What kind of writer is Heather King?
Passionate.
She’s other things too: precise, honest and witty, but passionate is not only the word, but the trembling sensation that emanates from the pages and settles around me when I read her.
Passion – remember – has its roots in a word that means “suffering.”
Shirt of Flame is her latest book – a year with St. Therese of Lisieux. It follows Parched, the harsh, unrelenting memoir of her two decades as a serious, blacked-out alcoholic, and Redeemed, the story of her conversion.

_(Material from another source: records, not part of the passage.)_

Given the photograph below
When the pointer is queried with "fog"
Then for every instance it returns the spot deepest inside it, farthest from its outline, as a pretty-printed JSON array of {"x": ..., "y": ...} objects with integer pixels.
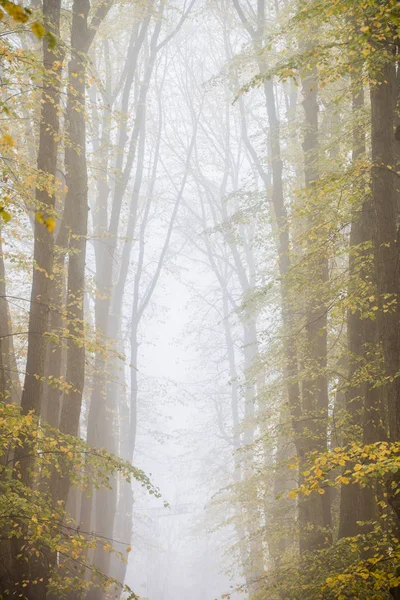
[{"x": 199, "y": 299}]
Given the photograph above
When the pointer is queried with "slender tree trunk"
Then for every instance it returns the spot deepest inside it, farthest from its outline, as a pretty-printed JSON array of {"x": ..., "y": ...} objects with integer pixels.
[
  {"x": 387, "y": 243},
  {"x": 315, "y": 510},
  {"x": 10, "y": 384},
  {"x": 32, "y": 394}
]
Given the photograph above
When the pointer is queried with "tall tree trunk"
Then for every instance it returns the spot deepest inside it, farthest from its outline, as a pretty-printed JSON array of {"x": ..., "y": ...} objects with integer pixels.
[
  {"x": 10, "y": 390},
  {"x": 314, "y": 510},
  {"x": 42, "y": 274},
  {"x": 387, "y": 244}
]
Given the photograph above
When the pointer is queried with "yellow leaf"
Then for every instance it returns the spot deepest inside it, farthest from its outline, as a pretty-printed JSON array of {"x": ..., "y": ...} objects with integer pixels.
[
  {"x": 50, "y": 224},
  {"x": 7, "y": 140},
  {"x": 38, "y": 29}
]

Shirt of Flame is not as linear as the others, which surprised me a little, given the title. But that’s just a side note. The book offers a marvelous, searching interplay between the Therese’s spirituality and Heather’s own struggles – which are clearly also our own, as well.
It’s all about poverty. Accepting our poverty, understanding the poverty of everyone else – every single person we meet – and then, every day, letting grace make us rich.
I won’t babble on any more. Just enjoy this excerpt.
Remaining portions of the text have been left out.